French Polls Project Runoff Between Macron and Le Pen

With its potential to reshape France’s post-war identity, especially if Le Pen wins, the election has wide international significance.

President Macron casts his ballot for the first round of the presidential election on Sunday. AP Photo/Thibault Camus, pool

PARIS — French polling agency projections show President Macron and far-right rival Marine Le Pen leading in the first round of France’s presidential election.

If borne out by official results, the two will advance to a presidential runoff on April 24 with strong echoes of their last face-off in the 2017 election. The projections show Mr. Macron with a comfortable first-round lead Sunday of between 27 percent-to-29 percent support, ahead of Ms. Le Pen, who is expected to capture 23 percent-to-24 percent of the vote.

But the second round is likely to be tight.

The election’s result will impact Europe’s direction as it tries to contain Russia and the havoc wreaked by President Putin’s war on Ukraine. The April 24 runoff appears set to pit the centrist president seeking to modernize the economy and strengthen European cooperation against the nationalist Ms. Le Pen, who has seen a popularity boost after tapping into voter anger over rising inflation.

Official results are expected later Sunday night.

With its potential to reshape France’s post-war identity, especially if Ms. Le Pen wins, the election has wide international significance. A victory by Mr. Macron would be seen as a defeat for European populists.

His re-election might also not be cheered in the Kremlin: Mr. Macron has strongly backed European Union sanctions on Russia, while Ms. Le Pen has worried publicly about their impact on French living standards.

Ms. Le Pen gave a little wink Sunday as she dropped the blue envelope containing her choice into a ballot box in the northern town of Henin-Beaumont. Afterward, she said “given the situation in the country and in the world,” Sunday’s election outcome could determine “not only the next five years, but probably the next 50 years” in France.

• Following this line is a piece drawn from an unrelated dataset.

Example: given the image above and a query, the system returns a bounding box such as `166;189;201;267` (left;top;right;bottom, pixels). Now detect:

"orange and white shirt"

In the 27-member EU, only France has a nuclear arsenal and a United Nations Security Council veto. As Mr. Putin keeps up his military’s assault on Ukraine, French power is helping to shape the European response. Mr. Macron is the only leading French presidential candidate who fully supports the NATO military alliance.

The top two vote-getters in Sunday’s election advance to a decisive runoff on April 24 — unless one candidate gets more than half of the nationwide vote Sunday, which has never happened before in France.

Mr. Macron and his wife, Brigitte, voted together in the seaside resort of Le Touquet, making their choices in voting booths covered by curtains of blue, white and red — the colors of the French flag.

France operates a low-tech voting system, unchanged for generations, with paper ballots cast in person and hand-counted.

Most polls closed at 7 p.m., with an extra hour allowed in some larger cities. By mid-afternoon, just shy of two-thirds of the electorate had cast ballots, with some voters turning their civic duty into a family outing, bringing along children and dogs.